This clearly indicates that the Government is cognisant of the advantages that OSS affords to organisations. In countries like India where the government is slow to react to advances in technology, the recognition that these advantages are accorded best by OSS is in itself quite monumental.

The manner of implementation of the policy requires that the Government organisation in their respective requests for procurement of software impose a condition that OSS would be preferred over “closed source software” and vendors responding to this procurement must attempt to answer with OSS solutions, failing which they have to justify as to why a “closed source software” solution is better to the exclusion of an OSS one. The policy is also quite aware of the some of the difficulties that OSS could present like security and capability, and grants the government the option to consider proposals on these grounds as well.

In addition to these measures, the document also goes the extra mile to put into place some effective measures to create an ecosystem in which OSS functions best. Two measures are of particular value: collaboration with domestic and international OSS communities and partnerships with industry, academia and the setting up of an institutional mechanism to provide a suitable support system for the effective implementation of OSS. Due to the community intensive nature of OSS, I cannot stress how critical these measures are to the effective functioning of this ecosystem. Participation with academia and relying on the fairly active OSS community in India is quite strategic as it taps into the vast reservoir of young human resource capital that the country has developed over a few years. It must be noted that there was previously an initiative already set up for the purpose of a foray into OSS by the Department of Electronics and Information Technology, Government of India called the FOSS initiative cell. This initiative cell seems to be fairly active with a few projects and programmes. The document now allows better collaboration allowing this initiative cell as well as independent OSS projects in the country to receive some support.

If at all one were to point out areas where this document could have been improved, it could have been in two areas:

  1. The definition of OSS as provided under the document only includes a part of the OSI definition of Open Source Software. While in spirit, the definition at least appears to achieve all the advantages of OSS, there are certain elements like bundling of software etc., that necessarily needs to be catered to, to truly make the software Open Source.
  2. There appears to be no emphasis on interoperability in the document at all. When a request for procurement is presented to vendors, interoperability of the solutions received with other solutions received, at least in e-governance schemes that are accessed across the country, should have been a factor for evaluation under the document. Interoperability is one of the major advantages of Open Source Software that would play a significant role to promote access across the country to e-governance schemes, implementation of interoperability would therefore be a huge shot in the arm for the digital governance initiatives currently being carried out in the country.

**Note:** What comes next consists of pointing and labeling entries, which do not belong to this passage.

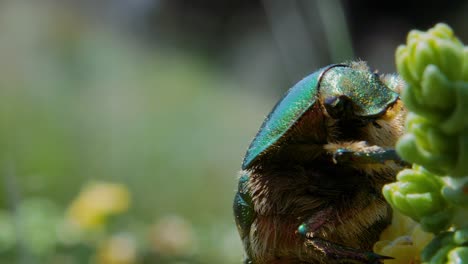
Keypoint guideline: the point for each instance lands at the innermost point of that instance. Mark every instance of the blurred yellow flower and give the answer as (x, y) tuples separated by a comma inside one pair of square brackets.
[(119, 249), (403, 240), (96, 202)]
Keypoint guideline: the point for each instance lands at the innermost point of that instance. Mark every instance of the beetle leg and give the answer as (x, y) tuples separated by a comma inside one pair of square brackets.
[(244, 214), (332, 250), (343, 254), (359, 153), (371, 156)]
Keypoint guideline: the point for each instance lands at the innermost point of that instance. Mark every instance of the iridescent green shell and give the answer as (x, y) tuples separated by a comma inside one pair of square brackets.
[(369, 95)]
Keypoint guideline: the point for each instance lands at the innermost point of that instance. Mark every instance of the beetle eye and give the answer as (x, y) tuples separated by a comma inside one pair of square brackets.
[(339, 107)]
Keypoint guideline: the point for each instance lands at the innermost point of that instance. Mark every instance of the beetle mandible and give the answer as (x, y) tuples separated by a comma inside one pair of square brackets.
[(311, 180)]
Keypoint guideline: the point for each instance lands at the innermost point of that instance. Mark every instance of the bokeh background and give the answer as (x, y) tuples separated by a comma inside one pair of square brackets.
[(123, 123)]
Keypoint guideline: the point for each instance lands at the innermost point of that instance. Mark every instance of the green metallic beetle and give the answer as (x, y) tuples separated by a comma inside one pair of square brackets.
[(310, 188)]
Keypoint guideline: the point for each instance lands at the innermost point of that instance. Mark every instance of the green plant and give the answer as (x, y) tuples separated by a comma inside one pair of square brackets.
[(434, 65)]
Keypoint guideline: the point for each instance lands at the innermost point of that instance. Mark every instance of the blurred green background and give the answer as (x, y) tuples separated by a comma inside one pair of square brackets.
[(123, 123)]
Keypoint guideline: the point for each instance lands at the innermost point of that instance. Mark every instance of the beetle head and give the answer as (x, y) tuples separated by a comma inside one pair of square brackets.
[(354, 93)]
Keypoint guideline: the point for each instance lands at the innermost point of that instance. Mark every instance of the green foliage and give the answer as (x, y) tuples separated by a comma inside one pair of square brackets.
[(434, 65)]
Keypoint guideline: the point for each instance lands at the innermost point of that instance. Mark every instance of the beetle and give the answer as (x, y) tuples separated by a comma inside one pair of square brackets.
[(311, 180)]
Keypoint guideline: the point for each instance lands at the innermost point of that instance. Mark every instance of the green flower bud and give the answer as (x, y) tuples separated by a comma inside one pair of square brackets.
[(438, 221), (458, 255), (416, 193), (436, 251), (456, 191), (465, 65), (457, 122), (437, 90), (427, 145)]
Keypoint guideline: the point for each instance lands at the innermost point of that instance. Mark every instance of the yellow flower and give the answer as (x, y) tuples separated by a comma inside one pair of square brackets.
[(96, 202), (403, 240)]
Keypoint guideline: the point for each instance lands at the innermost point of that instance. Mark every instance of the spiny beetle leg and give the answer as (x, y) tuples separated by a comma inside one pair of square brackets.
[(371, 155), (343, 254)]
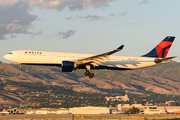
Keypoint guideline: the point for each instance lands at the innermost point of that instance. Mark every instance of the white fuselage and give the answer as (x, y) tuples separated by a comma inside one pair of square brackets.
[(56, 58)]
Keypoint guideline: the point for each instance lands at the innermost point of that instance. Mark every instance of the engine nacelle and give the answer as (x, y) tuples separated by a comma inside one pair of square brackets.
[(68, 66)]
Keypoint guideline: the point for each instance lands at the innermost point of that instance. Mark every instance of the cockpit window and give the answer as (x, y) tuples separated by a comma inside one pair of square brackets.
[(10, 53)]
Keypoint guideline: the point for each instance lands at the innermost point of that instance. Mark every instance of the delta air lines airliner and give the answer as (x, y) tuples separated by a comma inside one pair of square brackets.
[(69, 62)]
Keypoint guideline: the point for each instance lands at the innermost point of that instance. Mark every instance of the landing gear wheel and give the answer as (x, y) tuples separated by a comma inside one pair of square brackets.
[(91, 75), (20, 68), (87, 73)]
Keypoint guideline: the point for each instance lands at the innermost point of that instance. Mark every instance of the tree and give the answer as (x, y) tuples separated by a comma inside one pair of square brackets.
[(132, 110)]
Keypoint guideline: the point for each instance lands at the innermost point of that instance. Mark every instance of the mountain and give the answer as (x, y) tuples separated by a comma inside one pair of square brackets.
[(161, 79)]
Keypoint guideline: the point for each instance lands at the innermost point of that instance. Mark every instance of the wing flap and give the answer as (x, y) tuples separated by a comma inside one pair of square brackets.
[(97, 59)]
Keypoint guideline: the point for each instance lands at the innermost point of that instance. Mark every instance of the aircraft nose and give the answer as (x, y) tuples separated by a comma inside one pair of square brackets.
[(5, 57)]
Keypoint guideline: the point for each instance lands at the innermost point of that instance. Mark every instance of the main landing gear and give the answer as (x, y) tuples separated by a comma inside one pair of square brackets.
[(88, 73), (20, 67)]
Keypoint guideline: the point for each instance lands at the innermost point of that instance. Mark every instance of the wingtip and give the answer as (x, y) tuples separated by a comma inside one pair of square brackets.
[(121, 47)]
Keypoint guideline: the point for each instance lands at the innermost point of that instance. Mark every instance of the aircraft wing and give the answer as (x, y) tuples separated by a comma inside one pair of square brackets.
[(97, 59), (159, 60)]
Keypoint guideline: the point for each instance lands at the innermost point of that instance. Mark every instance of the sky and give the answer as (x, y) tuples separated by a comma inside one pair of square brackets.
[(88, 26)]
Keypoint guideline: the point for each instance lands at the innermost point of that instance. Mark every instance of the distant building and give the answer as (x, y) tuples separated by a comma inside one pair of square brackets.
[(170, 103), (118, 98), (124, 107), (90, 110), (154, 111)]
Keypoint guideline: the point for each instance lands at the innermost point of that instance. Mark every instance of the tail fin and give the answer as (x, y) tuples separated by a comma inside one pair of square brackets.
[(162, 49), (165, 109)]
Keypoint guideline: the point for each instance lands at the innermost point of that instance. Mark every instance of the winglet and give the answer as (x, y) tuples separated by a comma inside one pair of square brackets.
[(162, 49), (121, 47)]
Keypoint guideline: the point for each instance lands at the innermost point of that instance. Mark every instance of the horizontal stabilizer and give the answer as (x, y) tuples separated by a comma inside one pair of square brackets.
[(159, 60)]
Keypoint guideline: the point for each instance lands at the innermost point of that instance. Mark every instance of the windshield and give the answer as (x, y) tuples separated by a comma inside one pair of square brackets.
[(10, 53)]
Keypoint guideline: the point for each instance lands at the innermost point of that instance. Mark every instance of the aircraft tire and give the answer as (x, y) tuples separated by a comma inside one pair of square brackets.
[(91, 75)]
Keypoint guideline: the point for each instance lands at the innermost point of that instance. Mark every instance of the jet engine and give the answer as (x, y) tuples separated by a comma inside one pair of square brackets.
[(68, 66)]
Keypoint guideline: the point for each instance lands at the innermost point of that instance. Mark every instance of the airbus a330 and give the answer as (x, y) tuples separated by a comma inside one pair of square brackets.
[(69, 62)]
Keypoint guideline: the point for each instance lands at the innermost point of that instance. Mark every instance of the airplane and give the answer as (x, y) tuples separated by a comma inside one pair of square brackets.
[(172, 112), (4, 113), (69, 62)]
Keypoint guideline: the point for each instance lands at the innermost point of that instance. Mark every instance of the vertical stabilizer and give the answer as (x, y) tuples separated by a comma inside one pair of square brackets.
[(162, 49)]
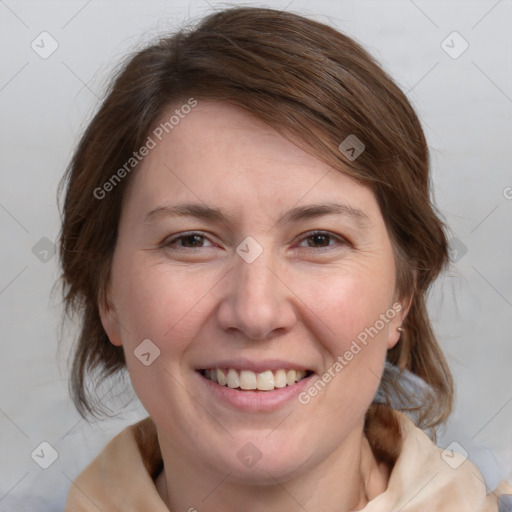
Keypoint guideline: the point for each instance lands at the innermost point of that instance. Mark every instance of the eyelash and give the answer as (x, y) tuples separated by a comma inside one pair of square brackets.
[(169, 242)]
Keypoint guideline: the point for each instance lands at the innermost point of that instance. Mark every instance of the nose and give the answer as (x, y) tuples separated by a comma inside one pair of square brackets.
[(256, 299)]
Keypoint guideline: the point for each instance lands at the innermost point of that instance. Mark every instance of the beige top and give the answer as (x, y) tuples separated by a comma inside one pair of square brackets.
[(121, 477)]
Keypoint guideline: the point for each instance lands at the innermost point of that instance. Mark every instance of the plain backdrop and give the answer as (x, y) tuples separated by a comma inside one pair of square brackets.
[(464, 99)]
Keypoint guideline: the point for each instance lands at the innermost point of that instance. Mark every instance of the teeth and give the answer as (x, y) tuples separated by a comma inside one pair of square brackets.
[(265, 381), (280, 379), (232, 379), (247, 379), (221, 377)]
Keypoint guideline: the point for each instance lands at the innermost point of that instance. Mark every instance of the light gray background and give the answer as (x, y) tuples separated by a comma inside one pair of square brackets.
[(464, 103)]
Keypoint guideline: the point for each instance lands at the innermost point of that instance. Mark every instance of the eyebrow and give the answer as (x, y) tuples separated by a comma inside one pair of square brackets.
[(219, 215)]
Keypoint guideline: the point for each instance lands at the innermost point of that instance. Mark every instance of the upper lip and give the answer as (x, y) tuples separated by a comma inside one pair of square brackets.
[(255, 366)]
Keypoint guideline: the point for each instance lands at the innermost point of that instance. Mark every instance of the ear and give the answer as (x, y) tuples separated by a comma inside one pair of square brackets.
[(398, 320), (110, 322)]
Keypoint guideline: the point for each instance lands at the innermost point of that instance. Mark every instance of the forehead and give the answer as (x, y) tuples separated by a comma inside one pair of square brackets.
[(221, 155)]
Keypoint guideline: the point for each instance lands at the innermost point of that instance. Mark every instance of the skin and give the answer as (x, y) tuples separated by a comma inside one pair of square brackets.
[(304, 300)]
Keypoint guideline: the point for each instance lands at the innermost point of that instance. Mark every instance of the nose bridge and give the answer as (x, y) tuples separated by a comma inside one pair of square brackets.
[(256, 302)]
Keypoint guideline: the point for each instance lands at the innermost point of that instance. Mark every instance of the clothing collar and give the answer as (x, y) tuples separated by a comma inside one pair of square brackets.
[(423, 478)]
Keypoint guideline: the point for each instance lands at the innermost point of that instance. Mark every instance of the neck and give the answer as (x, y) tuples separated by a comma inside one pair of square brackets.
[(347, 480)]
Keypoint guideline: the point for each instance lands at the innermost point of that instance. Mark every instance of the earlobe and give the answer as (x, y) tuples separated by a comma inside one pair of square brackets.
[(396, 328), (110, 322)]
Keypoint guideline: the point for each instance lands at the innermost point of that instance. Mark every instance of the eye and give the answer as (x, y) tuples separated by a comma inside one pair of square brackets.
[(192, 240), (321, 239)]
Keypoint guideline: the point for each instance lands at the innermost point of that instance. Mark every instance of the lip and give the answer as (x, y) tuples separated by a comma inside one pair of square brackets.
[(256, 366), (254, 401)]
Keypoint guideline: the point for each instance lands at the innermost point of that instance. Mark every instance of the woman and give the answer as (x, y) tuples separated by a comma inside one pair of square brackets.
[(248, 231)]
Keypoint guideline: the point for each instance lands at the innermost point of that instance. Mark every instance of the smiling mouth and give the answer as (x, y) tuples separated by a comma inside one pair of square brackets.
[(247, 380)]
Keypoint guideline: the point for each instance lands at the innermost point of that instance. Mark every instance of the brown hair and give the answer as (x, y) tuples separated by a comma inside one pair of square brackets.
[(316, 86)]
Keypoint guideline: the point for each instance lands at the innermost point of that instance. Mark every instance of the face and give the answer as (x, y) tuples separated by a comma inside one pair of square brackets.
[(243, 258)]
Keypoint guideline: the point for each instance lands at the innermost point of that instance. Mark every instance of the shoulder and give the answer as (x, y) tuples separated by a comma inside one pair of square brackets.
[(428, 478), (123, 472)]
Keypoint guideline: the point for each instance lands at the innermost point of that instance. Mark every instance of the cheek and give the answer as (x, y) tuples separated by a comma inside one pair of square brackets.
[(164, 305)]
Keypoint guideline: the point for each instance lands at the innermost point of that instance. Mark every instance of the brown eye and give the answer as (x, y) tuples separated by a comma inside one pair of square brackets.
[(188, 241), (321, 239)]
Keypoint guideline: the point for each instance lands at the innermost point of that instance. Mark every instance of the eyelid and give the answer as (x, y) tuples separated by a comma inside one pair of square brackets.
[(339, 238), (172, 238), (304, 236)]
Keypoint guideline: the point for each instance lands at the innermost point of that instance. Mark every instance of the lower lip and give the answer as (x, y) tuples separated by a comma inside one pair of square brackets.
[(256, 401)]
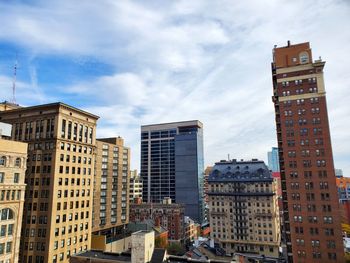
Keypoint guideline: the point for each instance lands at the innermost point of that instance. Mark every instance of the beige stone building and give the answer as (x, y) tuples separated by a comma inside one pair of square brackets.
[(243, 208), (136, 185), (57, 218), (111, 187), (13, 158)]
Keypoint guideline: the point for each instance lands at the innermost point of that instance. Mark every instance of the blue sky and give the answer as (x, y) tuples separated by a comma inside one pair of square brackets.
[(143, 62)]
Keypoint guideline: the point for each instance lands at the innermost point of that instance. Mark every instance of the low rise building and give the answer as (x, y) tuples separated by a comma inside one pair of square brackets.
[(136, 185), (243, 205), (13, 158), (171, 217)]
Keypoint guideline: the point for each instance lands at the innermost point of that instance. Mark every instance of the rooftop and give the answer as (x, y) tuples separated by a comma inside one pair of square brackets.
[(125, 257), (234, 170), (55, 104)]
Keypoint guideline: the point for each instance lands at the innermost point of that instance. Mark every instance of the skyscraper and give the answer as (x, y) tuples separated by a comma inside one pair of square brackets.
[(13, 159), (243, 208), (311, 210), (172, 164), (61, 156), (273, 161)]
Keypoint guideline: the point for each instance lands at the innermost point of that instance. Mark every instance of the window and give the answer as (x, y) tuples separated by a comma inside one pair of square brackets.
[(16, 178), (3, 160), (18, 162), (304, 58)]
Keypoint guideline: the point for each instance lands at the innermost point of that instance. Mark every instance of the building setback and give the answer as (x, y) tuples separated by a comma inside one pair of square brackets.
[(13, 159), (58, 204), (111, 187), (243, 208), (170, 216), (310, 201), (172, 165)]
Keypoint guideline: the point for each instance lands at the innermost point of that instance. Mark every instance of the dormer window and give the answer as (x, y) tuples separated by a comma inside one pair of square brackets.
[(304, 58)]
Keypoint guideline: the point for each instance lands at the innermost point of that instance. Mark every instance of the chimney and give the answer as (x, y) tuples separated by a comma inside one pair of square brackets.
[(157, 222), (138, 200)]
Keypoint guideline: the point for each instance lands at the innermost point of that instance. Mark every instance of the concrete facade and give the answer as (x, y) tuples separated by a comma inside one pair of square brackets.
[(111, 187), (57, 218), (13, 163)]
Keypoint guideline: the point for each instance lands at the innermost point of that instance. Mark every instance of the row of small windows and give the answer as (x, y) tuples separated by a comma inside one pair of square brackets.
[(311, 196), (307, 163), (64, 193), (75, 148), (302, 111), (305, 142), (64, 205), (75, 170), (313, 219), (299, 81), (306, 153), (64, 217), (10, 195), (299, 91), (301, 122), (288, 103), (28, 128), (304, 132), (75, 159), (331, 256), (14, 179)]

Despite these criticisms, the document is no doubt a welcome measure from the government. Here’s hoping that it is implemented successfully!

Thomas J. Vallianeth

Thomas is a final year law student at the National Law University, Jodhpur pursuing a B.Sc. LL.B. (IP Hons.) course. His first exposure to IP law was at a workshop that he attended in High School and ever since then, he has pursued a keen interest in the field. However, his real interests lie in the interfaces between Technology Law and IP, with an active interest in the Open Source movement.